Let's pick something in the middle. Many people have expressed a dissatisfaction with the House of Lords. What SHOULD be done with it?
1. No upper house at all.
This is superficially reasonable, but despite the problems with the house of lords, I have the impression that the Lords have served a useful purpose in debating legislation and voting against some examples of egregiously bad legislation. Some friends have spoken very highly of them in some contexts, although I do not remember any more; if anyone would like to add details?
2. Appointed house.
This obviously has the problem of being susceptible to being skewed by the current government (or by various forms of bribery). (Maybe I should include "outright purchase" on the list, considering that many political things ARE directly influenced by funding, but honestly, if you think about it, it would have the worst aspects of hereditary peers, appointed peers, and newspaper oligarchs.)
3. Hereditary house.
This obviously has the problem that if there is a systematic bias in your hereditary members, you will be stuck with it.
4. Elected house.
This normally tries to be similar to the lower house but elected in a different way (eg. one is elected in districts, one by nationwide proportional representation), or for longer terms. But has the problem of being in many ways a copy of the lower house.

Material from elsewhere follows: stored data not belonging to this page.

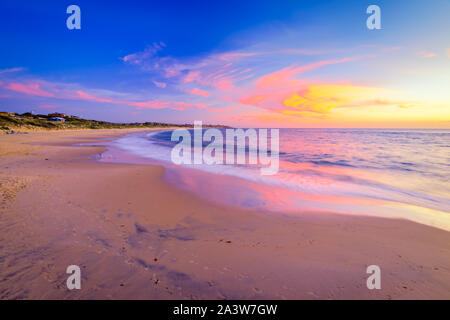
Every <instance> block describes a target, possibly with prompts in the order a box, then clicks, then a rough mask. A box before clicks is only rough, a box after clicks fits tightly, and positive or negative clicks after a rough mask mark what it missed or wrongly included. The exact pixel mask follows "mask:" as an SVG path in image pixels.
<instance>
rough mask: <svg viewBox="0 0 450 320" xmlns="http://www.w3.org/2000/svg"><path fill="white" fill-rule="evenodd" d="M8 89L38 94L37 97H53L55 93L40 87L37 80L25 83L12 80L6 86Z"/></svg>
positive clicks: (37, 94) (21, 91)
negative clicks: (12, 81)
mask: <svg viewBox="0 0 450 320" xmlns="http://www.w3.org/2000/svg"><path fill="white" fill-rule="evenodd" d="M6 88H7V89H8V90H11V91H15V92H20V93H25V94H28V95H32V96H39V97H54V96H55V95H54V94H53V93H51V92H48V91H45V90H42V89H41V88H40V85H39V83H37V82H30V83H27V84H21V83H17V82H12V83H10V84H9V85H7V86H6Z"/></svg>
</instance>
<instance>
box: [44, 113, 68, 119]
mask: <svg viewBox="0 0 450 320" xmlns="http://www.w3.org/2000/svg"><path fill="white" fill-rule="evenodd" d="M48 116H49V117H55V118H65V117H67V115H66V114H65V113H57V112H55V113H49V114H48Z"/></svg>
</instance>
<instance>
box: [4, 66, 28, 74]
mask: <svg viewBox="0 0 450 320" xmlns="http://www.w3.org/2000/svg"><path fill="white" fill-rule="evenodd" d="M25 70H27V69H26V68H22V67H18V68H9V69H2V70H0V74H5V73H13V72H20V71H25Z"/></svg>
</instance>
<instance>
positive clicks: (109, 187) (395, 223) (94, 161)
mask: <svg viewBox="0 0 450 320" xmlns="http://www.w3.org/2000/svg"><path fill="white" fill-rule="evenodd" d="M135 131H137V130H77V131H60V132H46V131H44V132H33V133H29V134H13V135H0V190H1V198H0V201H1V202H0V298H1V299H450V233H449V232H447V231H444V230H439V229H436V228H432V227H429V226H425V225H421V224H418V223H414V222H410V221H406V220H400V219H383V218H375V217H365V216H364V217H363V216H355V215H342V214H333V213H329V214H328V213H320V214H319V213H313V212H304V213H303V214H302V215H297V216H294V215H286V214H283V212H279V213H267V212H260V211H258V210H251V209H248V210H246V209H239V208H236V207H233V206H231V205H230V206H225V205H223V206H222V205H218V204H217V203H215V202H212V201H208V200H205V199H202V198H199V197H197V196H195V195H194V194H193V193H189V192H186V191H183V190H180V189H178V188H177V187H176V186H174V185H172V184H169V183H167V182H165V180H164V179H163V174H164V170H165V169H164V168H163V167H162V166H157V165H131V164H108V163H99V162H96V161H95V157H96V155H98V154H100V153H101V152H103V151H104V150H105V148H104V147H101V146H74V145H73V144H76V143H86V142H98V141H102V139H107V138H114V137H118V136H120V135H124V134H126V133H129V132H135ZM147 131H148V129H147ZM215 179H227V178H226V177H223V176H219V175H216V176H215ZM372 264H375V265H379V266H380V268H381V279H382V280H381V285H382V289H381V290H368V289H367V287H366V279H367V277H368V276H369V275H368V274H366V268H367V266H369V265H372ZM69 265H79V266H80V267H81V270H82V289H81V290H72V291H70V290H68V289H67V288H66V279H67V277H68V275H67V274H66V268H67V266H69Z"/></svg>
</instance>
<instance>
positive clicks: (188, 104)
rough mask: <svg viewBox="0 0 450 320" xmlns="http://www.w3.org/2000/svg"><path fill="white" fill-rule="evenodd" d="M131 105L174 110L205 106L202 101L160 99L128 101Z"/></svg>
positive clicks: (143, 108)
mask: <svg viewBox="0 0 450 320" xmlns="http://www.w3.org/2000/svg"><path fill="white" fill-rule="evenodd" d="M128 104H129V105H131V106H135V107H137V108H138V109H165V108H171V109H174V110H184V109H187V108H193V107H195V108H206V105H205V104H202V103H186V102H178V101H161V100H151V101H146V102H129V103H128Z"/></svg>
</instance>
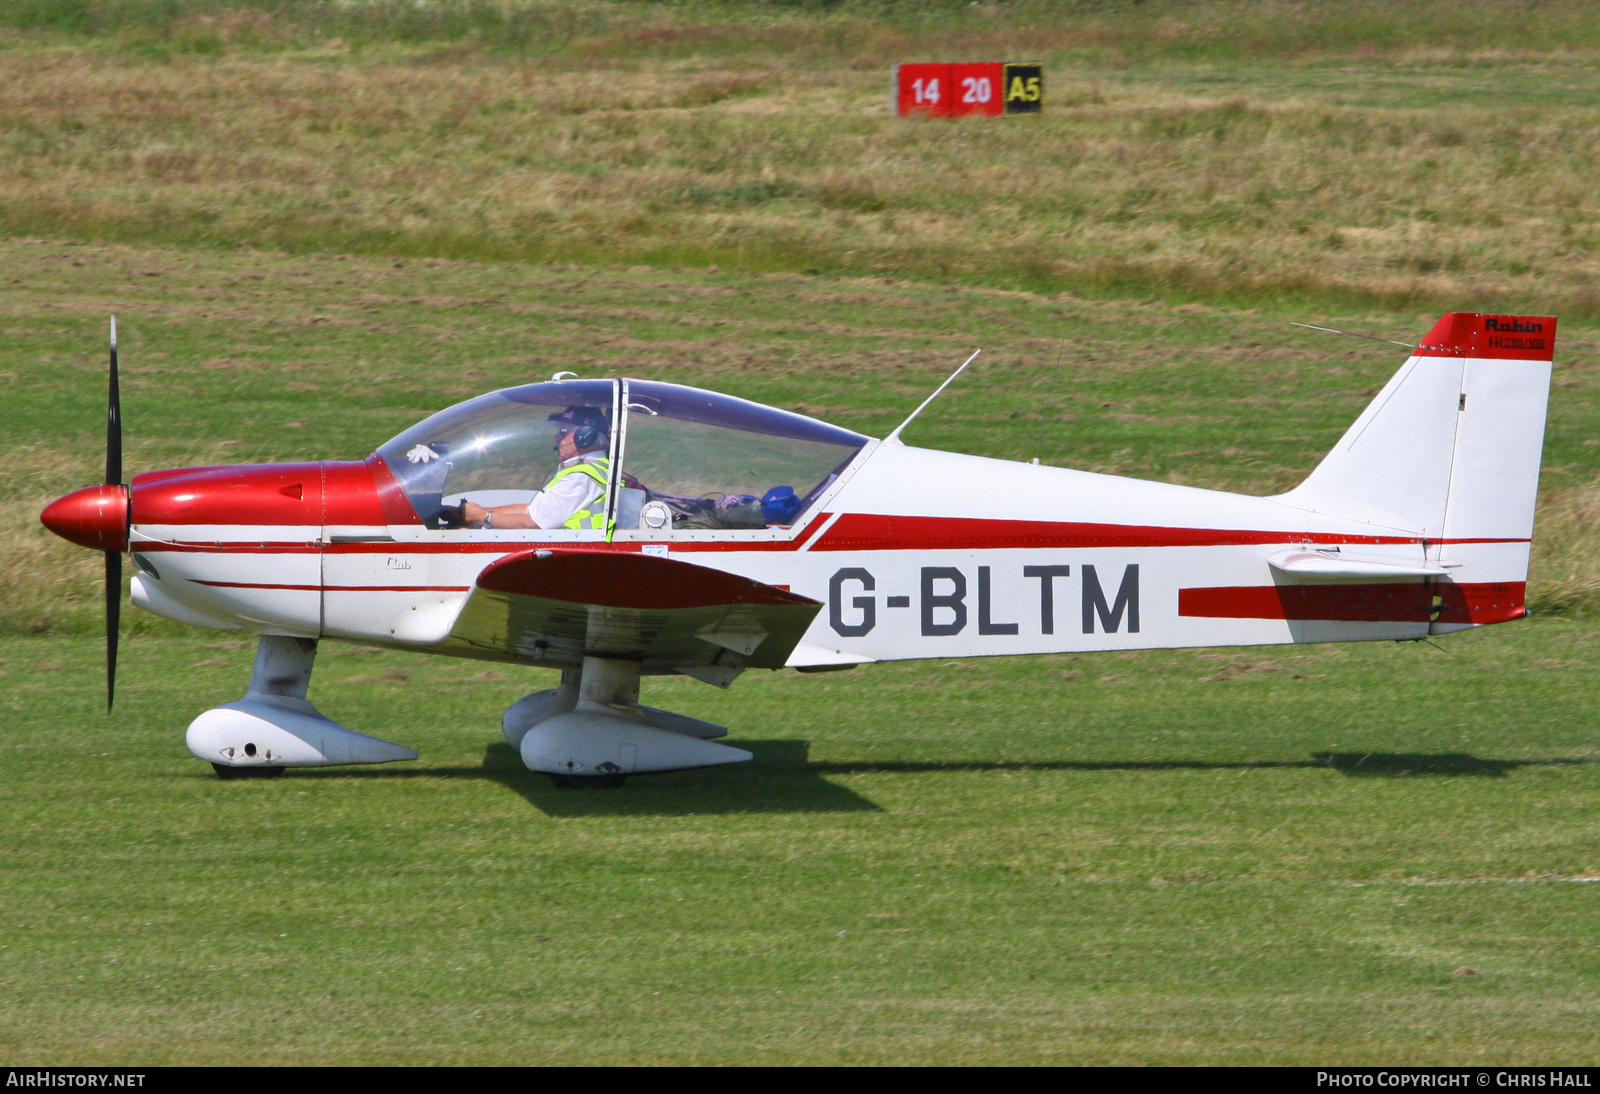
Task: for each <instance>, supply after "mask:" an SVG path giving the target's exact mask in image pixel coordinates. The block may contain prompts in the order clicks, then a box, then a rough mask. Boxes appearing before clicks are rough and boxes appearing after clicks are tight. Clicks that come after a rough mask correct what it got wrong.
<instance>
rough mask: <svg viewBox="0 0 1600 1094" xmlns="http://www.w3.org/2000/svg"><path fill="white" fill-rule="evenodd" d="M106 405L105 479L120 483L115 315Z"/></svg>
mask: <svg viewBox="0 0 1600 1094" xmlns="http://www.w3.org/2000/svg"><path fill="white" fill-rule="evenodd" d="M106 401H107V406H106V481H107V483H122V393H120V392H118V390H117V317H115V315H112V317H110V393H109V397H107V400H106Z"/></svg>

5. Elected house but not filled with the representatives of the same political parties as in the house of commons
Is there any way to achieve this? It might be possible in principle, but are there upper houses which DO work like that? If there was, would you get any sort of sensible representation, or would you just end up electing celebrities, some of whom would be great but many of whom would be wildly inappropriate.
6. Randomly chosen.
I don't think this would actually work, but people constantly suggest it. We still do this for juries (for a variety of reasons). In some ways it's similar to a hereditary house. (You could even select people at random from birth if you wanted.) It has the advantage that it might be more free from systematic bias, but the disadvantage that some people may actually be better representatives than an average person, and ideally you' have a system which chooses those people preferentially.
7. Include relevant experts on law, science, etc
This sounds nice, but I don't know if it's actually at all possible without bias or further elitism.
8. Some combination of the above, possibly with a higher or lower voting threshold
Eg. We currently have a mix of appointed and hereditary, with controversial results. Would any of the options shore up each others weak points? Or benefit from a different voting threshold (eg. a high one if you mainly want something that vetos really bad legislation, a low one if you think you'll have a system where no-one agrees.)
I definitely don't know what would be desirable. Which options seem... least bad? Are there any other upper houses in the world it would be good to emulate?